A gray bird — an apostle-bird — skipped from one branch to another, and spun to gaze back at me. I looked everywhere, and listened. Nothing. One by one, the force of flies returned.
“He’ll die! They’ll shoot him! Stop sulking, Finnigan! It’s not a game!”
A scorched wind blew past me, tangling my hair. I scraped the strands from my eyes. “Finnigan?”
The word floated on the dense air, then coasted to the ground. Birds called, and shifted nervously. I stood, exhausted, dry as coal. My head ached blindingly. My arms were raw with windburn; where sweat had traveled down my cheeks the flesh felt arid as chalk. I tried to think, and my thoughts were like rabbits, paltry and flighty. I held a trembling hand to my face. I was more defeated than I had ever been. “That’s your choice, then,” I said to the trees. “You’re the one letting him die.”
I turned on my heels, clicked for Surrender. He struggled obediently to his feet, for the last time, for me.
I say, “I don’t have to come when you call.”
His gaze travels along the wall and stops like an ice pick on me. I hear the rattle and hitch of his breath. “Once, you said you would.”
“Things had changed.”
“Not that much. This wasn’t a game.”
“Life isn’t, Gabriel.”
He stares at me with his knife-blade eyes, his breath rasping and wheezing. He’s realizing I’ll have no mercy, that I’m here in deadly earnest — it’s dawning on him that I won’t back down or away. I want what I want: he has to agree. If I don’t get it, I’ll be angry. He sees this, and I see his jaw tighten, digging his stubbornness in. Though neither of us speaks or does anything, our hackles are up and we’re snarling like two dogs ready to fight. “Don’t try to be philosophical, Finnigan,” he says. “It doesn’t suit you.”
Oh, he’s feisty. I smile sweetly at him.
I don’t trust him with the truth. This is what happened:
They took a few steps into the bracken and walked straight into me. I wasn’t hiding. Gabriel halted, and gazed at me. His face was dark with dirt. His skin, usually white, was stained a kelpie-brown. He smiled sullenly, his mouth a fishhook: “Were you waiting for the magic word?”
Maybe I smiled too, then, soft as a tiger’s paw. “Look at you,” I said. “Reduced to this. Hiding in the forest. Begging for me in tears. You’ve messed things up, haven’t you?”
“This is
your
fault,” the angel answered. “You taught him to run wild.”

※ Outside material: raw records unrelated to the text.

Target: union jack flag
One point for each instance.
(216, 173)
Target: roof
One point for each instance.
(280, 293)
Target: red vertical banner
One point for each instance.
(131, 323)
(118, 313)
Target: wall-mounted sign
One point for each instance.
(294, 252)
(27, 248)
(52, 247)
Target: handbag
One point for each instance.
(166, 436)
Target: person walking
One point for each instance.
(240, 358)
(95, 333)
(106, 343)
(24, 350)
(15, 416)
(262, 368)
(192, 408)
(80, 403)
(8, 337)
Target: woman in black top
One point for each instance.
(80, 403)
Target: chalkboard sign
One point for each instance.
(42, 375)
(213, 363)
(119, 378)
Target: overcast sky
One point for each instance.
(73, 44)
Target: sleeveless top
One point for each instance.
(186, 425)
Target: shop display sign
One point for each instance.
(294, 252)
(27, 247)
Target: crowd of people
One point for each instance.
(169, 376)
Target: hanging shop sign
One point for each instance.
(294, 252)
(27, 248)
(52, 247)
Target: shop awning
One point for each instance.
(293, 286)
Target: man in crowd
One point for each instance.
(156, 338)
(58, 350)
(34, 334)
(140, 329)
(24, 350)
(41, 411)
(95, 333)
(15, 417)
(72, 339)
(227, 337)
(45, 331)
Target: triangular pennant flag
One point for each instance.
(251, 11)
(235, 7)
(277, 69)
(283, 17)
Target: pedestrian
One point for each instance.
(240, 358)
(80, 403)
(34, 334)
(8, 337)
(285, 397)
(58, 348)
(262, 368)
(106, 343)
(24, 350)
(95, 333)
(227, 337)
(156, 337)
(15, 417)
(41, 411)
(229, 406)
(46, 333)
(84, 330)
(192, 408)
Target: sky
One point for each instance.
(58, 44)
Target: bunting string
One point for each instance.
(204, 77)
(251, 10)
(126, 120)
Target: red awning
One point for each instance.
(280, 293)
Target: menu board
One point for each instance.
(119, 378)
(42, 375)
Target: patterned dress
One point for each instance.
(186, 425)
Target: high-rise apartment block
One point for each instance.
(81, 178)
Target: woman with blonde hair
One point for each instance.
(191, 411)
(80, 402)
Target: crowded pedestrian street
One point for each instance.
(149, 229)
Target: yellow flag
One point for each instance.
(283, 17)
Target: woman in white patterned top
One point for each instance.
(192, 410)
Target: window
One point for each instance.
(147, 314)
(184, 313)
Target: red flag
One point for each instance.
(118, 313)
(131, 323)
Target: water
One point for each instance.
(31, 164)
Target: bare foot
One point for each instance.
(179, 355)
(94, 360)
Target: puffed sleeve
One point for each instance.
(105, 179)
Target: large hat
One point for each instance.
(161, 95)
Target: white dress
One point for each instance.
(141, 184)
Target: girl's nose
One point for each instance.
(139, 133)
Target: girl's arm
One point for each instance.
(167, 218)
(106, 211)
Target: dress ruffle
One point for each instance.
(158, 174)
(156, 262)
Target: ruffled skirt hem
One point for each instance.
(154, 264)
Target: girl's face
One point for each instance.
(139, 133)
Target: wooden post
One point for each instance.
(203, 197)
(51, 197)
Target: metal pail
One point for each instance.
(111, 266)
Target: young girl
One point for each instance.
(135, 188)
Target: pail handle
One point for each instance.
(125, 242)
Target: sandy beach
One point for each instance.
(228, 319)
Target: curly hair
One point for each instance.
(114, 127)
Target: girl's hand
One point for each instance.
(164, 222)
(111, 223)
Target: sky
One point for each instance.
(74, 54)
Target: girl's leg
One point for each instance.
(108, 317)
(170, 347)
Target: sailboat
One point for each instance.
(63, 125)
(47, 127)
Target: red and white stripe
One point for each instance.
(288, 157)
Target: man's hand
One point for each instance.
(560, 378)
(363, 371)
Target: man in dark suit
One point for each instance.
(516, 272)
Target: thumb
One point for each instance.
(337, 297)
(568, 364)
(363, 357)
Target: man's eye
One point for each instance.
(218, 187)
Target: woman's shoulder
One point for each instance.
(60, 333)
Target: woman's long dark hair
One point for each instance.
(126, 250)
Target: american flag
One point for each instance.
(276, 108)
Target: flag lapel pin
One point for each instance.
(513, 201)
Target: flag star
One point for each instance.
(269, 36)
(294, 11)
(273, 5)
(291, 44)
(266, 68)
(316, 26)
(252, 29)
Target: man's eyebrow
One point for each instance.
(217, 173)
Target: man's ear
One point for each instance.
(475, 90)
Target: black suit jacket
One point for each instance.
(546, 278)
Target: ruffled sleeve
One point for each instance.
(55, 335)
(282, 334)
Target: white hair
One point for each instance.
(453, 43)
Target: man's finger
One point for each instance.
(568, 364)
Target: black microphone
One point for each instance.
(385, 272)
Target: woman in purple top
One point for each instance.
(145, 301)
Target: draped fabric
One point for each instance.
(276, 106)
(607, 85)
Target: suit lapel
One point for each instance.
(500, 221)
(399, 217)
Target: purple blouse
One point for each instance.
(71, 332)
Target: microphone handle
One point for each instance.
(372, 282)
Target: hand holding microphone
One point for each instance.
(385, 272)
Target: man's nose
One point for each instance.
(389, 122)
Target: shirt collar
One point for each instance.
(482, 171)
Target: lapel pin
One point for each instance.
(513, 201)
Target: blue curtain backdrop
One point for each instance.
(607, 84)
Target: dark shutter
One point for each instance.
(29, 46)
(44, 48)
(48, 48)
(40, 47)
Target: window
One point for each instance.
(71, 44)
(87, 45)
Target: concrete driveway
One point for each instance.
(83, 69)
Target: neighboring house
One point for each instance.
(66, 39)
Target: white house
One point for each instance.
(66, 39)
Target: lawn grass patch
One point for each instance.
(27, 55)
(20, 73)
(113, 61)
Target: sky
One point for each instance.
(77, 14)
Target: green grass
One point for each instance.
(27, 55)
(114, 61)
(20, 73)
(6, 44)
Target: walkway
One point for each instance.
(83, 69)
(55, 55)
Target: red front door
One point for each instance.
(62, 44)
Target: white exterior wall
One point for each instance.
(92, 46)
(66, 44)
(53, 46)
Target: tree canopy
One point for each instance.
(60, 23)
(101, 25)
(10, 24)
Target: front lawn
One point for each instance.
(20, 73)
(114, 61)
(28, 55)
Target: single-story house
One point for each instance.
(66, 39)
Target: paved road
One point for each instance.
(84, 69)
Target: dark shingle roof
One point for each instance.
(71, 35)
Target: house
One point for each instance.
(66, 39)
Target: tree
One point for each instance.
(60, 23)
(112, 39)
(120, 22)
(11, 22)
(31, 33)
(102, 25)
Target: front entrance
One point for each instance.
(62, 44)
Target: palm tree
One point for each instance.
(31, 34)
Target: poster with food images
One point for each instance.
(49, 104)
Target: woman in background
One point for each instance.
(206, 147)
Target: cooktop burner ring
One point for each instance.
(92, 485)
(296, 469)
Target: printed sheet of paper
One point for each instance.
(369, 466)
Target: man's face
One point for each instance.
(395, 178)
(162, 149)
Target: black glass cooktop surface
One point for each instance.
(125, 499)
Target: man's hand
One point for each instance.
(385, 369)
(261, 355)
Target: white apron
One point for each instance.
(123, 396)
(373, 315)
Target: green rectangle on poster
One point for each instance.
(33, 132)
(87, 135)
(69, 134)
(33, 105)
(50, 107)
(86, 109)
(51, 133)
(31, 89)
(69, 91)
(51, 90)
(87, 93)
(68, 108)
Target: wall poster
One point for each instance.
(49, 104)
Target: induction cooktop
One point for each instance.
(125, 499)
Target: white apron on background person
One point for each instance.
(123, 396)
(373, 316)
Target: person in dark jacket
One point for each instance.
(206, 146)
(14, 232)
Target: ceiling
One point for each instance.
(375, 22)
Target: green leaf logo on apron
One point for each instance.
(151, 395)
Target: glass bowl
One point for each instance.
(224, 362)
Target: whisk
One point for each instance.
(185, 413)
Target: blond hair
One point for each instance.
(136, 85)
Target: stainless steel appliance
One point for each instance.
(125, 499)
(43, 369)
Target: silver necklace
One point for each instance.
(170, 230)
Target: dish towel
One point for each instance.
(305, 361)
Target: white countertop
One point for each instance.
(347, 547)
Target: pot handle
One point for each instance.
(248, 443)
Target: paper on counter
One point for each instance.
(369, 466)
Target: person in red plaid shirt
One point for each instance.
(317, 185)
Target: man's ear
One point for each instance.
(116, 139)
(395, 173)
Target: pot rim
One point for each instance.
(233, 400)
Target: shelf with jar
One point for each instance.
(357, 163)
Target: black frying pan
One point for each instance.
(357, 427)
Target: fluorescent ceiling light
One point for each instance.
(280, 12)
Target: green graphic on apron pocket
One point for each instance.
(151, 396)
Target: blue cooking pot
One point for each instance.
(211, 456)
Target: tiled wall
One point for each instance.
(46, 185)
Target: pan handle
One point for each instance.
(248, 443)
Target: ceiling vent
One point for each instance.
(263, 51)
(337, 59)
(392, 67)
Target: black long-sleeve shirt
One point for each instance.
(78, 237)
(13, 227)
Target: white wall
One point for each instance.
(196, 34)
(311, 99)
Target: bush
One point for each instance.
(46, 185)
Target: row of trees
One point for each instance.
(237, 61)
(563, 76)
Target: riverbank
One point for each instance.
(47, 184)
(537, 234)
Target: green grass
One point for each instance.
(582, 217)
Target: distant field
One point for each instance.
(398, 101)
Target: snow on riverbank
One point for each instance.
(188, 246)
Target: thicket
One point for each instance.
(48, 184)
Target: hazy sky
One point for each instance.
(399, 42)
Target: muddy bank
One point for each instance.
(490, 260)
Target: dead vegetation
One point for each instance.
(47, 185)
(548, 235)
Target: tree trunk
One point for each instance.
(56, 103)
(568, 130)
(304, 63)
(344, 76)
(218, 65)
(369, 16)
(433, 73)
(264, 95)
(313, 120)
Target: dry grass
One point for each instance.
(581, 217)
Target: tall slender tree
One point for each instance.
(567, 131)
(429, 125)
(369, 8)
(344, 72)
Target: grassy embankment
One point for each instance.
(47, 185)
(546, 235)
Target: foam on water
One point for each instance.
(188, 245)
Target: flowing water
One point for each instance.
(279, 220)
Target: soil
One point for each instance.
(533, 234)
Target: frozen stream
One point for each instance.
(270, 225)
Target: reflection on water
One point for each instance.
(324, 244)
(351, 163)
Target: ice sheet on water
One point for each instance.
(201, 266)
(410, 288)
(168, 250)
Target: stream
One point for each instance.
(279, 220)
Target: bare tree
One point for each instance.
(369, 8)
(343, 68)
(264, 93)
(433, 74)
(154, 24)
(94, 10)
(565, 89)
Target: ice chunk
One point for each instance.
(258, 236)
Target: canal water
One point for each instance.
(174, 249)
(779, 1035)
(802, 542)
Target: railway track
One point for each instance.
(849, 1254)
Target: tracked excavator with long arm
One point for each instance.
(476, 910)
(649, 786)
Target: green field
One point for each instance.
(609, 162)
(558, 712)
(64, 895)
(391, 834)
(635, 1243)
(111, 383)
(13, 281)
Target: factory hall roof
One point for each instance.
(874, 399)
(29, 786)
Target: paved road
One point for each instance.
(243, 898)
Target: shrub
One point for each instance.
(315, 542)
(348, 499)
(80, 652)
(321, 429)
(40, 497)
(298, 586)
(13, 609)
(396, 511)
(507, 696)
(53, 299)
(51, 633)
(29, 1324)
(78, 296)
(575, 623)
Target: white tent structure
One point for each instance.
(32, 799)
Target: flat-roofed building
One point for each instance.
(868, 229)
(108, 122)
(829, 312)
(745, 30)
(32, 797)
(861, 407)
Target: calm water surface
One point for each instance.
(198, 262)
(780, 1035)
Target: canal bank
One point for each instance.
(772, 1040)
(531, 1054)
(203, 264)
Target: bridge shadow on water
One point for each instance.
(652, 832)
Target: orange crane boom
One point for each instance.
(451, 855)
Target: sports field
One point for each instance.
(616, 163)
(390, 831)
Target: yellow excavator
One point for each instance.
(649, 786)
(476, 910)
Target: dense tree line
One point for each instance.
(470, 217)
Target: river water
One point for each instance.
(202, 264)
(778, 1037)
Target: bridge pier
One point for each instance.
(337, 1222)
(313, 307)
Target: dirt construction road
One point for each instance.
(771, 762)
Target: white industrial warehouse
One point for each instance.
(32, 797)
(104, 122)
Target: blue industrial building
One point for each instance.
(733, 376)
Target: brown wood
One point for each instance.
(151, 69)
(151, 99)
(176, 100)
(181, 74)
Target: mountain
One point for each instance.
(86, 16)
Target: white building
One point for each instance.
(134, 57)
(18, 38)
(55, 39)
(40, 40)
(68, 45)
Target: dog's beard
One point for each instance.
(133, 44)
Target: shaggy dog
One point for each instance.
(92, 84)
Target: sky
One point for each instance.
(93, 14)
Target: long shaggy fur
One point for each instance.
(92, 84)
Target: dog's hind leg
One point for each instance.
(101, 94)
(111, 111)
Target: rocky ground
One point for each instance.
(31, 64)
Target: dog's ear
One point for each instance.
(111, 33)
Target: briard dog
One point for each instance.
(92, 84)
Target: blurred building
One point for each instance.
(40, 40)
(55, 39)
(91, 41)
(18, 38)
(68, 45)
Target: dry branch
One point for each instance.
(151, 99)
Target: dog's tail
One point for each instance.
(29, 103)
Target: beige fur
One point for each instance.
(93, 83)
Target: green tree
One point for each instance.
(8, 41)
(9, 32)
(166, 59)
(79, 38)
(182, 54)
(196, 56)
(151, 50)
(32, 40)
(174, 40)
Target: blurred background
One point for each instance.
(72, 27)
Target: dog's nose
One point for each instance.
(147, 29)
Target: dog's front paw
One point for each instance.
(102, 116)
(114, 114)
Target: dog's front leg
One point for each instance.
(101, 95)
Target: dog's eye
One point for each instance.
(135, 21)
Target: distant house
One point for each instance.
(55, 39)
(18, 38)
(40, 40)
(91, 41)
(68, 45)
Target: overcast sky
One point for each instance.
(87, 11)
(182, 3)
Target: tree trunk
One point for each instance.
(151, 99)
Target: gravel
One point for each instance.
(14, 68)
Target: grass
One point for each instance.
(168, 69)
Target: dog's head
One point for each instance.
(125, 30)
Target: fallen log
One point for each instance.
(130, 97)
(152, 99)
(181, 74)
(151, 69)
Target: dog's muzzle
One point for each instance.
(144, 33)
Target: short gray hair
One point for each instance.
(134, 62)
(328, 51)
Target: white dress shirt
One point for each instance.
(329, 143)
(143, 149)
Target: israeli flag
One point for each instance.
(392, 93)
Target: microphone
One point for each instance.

I pushed past him and crouched beside Surrender, my Achilles’ heel. I whispered and he lay down, sighing as his chest touched the earth. I ran my fingers over the wound, pressing to locate the bullet. I found it easily, a stone or nugget, lodged in muscle near the skin. Surrender moaned and struggled a little. Gabriel stood above us in rancorous silence, his hands hanging open at his sides. He was swaying, a lanky tree. “This is your fault,” he said again.